SOME OBSERVATIONS ON THE PRACTICE AND PROBLEMS OF ART HISTORY IN CHINA (Unpub. paper, written after spending several months in China in 1986)
The Chinese literature on art, like the Chinese literature of most other subjects of cultural importance, is unmatched in priority and richness: by the time Vasari inaugurated European art history in the mid-16th century with his Lives of the Most Eminent Architects, Painters, and Sculptors of Italy, China had already produced a long series of histories of painting (leaving aside writings on other art forms). We could begin the series with Zhang Yenyuan's monumental ninth-century Lidai minghua ji, or "Record of Eminent Painters of Successive Dynasties," which is easily the most informative and sophisticated art-historical text written anywhere up to that time--or, for that matter, for some centuries after. The writings that precede Zhang's work, from the Six Dynasties and early Tang periods, although they set up the major issues and define the criteria by which painters and paintings should be assessed, cannot perhaps be considered as truly art-historical texts. But from Zhang's time onward, a succession of serious, informed, and comprehensive writings, down to Xia Wenyen's Tuhui baojian (preface 1365), carry the history of painting forward, each building on the last, providing basic information on artists and institutions, assessing trends, discussing issues, and telling us a good deal, at least, of what we want to know about painting of those periods. Our Western art colleagues, learning of this succession of major early texts, can only be envious.
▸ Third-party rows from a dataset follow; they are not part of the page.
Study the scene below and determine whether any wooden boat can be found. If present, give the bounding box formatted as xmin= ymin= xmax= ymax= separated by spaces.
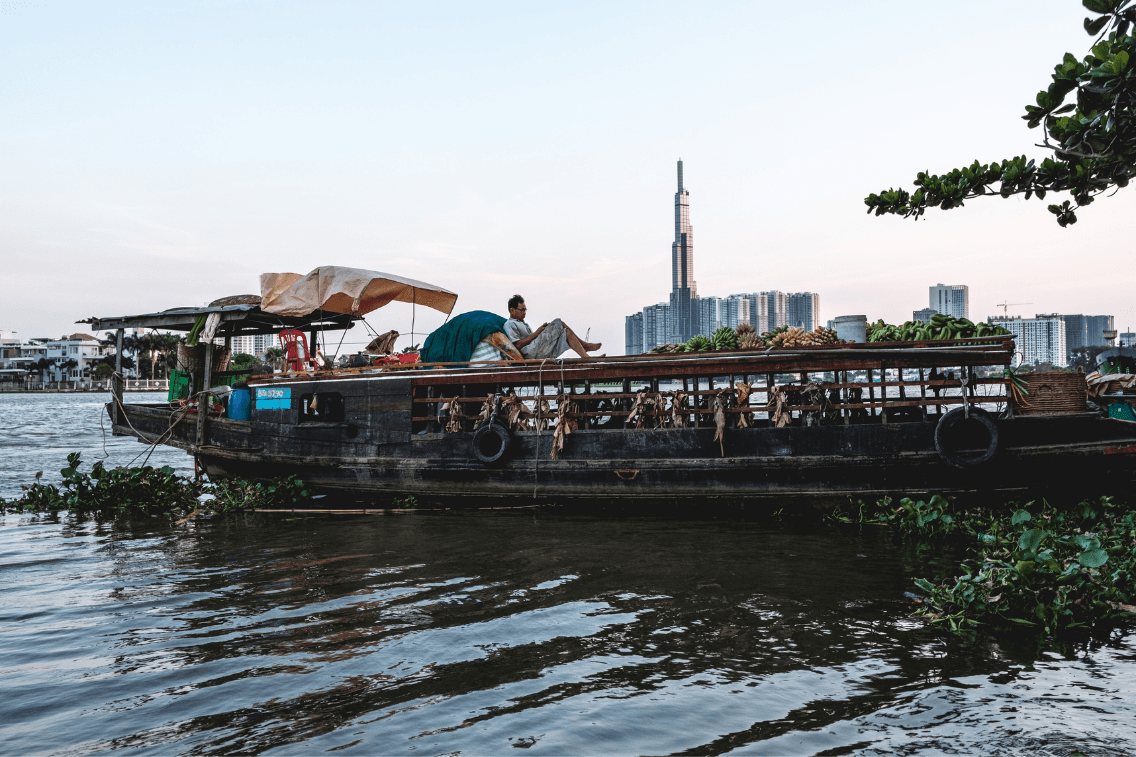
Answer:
xmin=92 ymin=295 xmax=1136 ymax=502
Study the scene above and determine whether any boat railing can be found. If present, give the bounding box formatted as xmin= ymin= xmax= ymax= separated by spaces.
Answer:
xmin=395 ymin=340 xmax=1013 ymax=431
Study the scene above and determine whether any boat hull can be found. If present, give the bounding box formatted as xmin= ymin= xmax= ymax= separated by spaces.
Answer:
xmin=115 ymin=406 xmax=1136 ymax=504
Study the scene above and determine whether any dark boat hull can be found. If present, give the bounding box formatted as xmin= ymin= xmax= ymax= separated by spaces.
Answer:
xmin=115 ymin=396 xmax=1136 ymax=502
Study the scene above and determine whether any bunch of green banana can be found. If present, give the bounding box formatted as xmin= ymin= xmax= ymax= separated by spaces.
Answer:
xmin=868 ymin=313 xmax=1010 ymax=342
xmin=710 ymin=326 xmax=737 ymax=350
xmin=686 ymin=334 xmax=713 ymax=352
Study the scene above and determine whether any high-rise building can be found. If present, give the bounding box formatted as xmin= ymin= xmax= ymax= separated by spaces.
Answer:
xmin=720 ymin=294 xmax=750 ymax=328
xmin=1058 ymin=314 xmax=1116 ymax=357
xmin=987 ymin=315 xmax=1069 ymax=366
xmin=761 ymin=290 xmax=788 ymax=331
xmin=643 ymin=302 xmax=670 ymax=352
xmin=624 ymin=311 xmax=643 ymax=355
xmin=749 ymin=292 xmax=769 ymax=334
xmin=1085 ymin=316 xmax=1117 ymax=347
xmin=695 ymin=297 xmax=721 ymax=336
xmin=785 ymin=292 xmax=820 ymax=331
xmin=669 ymin=160 xmax=699 ymax=342
xmin=928 ymin=284 xmax=970 ymax=318
xmin=229 ymin=334 xmax=268 ymax=356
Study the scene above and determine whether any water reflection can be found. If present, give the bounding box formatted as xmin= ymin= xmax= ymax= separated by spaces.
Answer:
xmin=0 ymin=513 xmax=1136 ymax=755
Writings that can properly be called art-historical continue to be produced through the later periods; one has only to mention such names as Dong Qichang or Zhang Geng or Qin Tsuyong to realize on how high a level. But no comprehensive histories comparable to those of the earlier dynasties are attempted in later centuries, and the thrust of later writings tends to be rather toward art criticism, art theory, or matters of connoisseurship. No large-scale, general accounts of painting of the Ming and Qing periods, for instance, are attempted until quite recent times, and even then they are more documentary than (in our sense) art historical. Art history as it has developed in this century in the West--largely as a German invention, although with major contributions from other countries--has only begun to penetrate China. The recent Chinese literature on painting (to consider only one art form) is of course extensive and distinguished; biographical and other studies of artists, studies of paintings or of problems in the history of painting, or of art theory and texts, make up an extensive body of scholarship on which all of us outside China depend heavily. And it is by no means confined to traditional Chinese approaches--a good deal of innovative scholarship has appeared in print; the Chinese art journals are publishing more art-historical articles than ever before, and most of them are valuable additions to the knowledge and understanding of our subject. Nevertheless, there are some ways in which art history in China lags behind, or at least is out of step with, its practice in other countries.
Some of the reasons for this are the familiar ones: art history, like other areas of scholarship, is still emerging from the long and destructive hiatus of the Cultural Revolution, and from a longer period during which it was not considered an ideologically justifiable pursuit. I first came to China in 1973 as a member of what was called a Chinese archaeology delegation; in fact it was made up of art historians--only one of us had ever engaged in archaeology at all. We were, of course, deeply interested in the recent archaeological finds in China, and used them in our teaching and writing. But we could not have come to China then as art historians. Archaeology was at that time an acceptable discipline, providing as it did materials and information for the writing of history, as well as evidence for foreign observers of China's continuing commitment to the understanding of its past. Art history was not acceptable--although, as we soon learned, research on old works of art was still being carried on by knowledgeable people in the museums and institutes.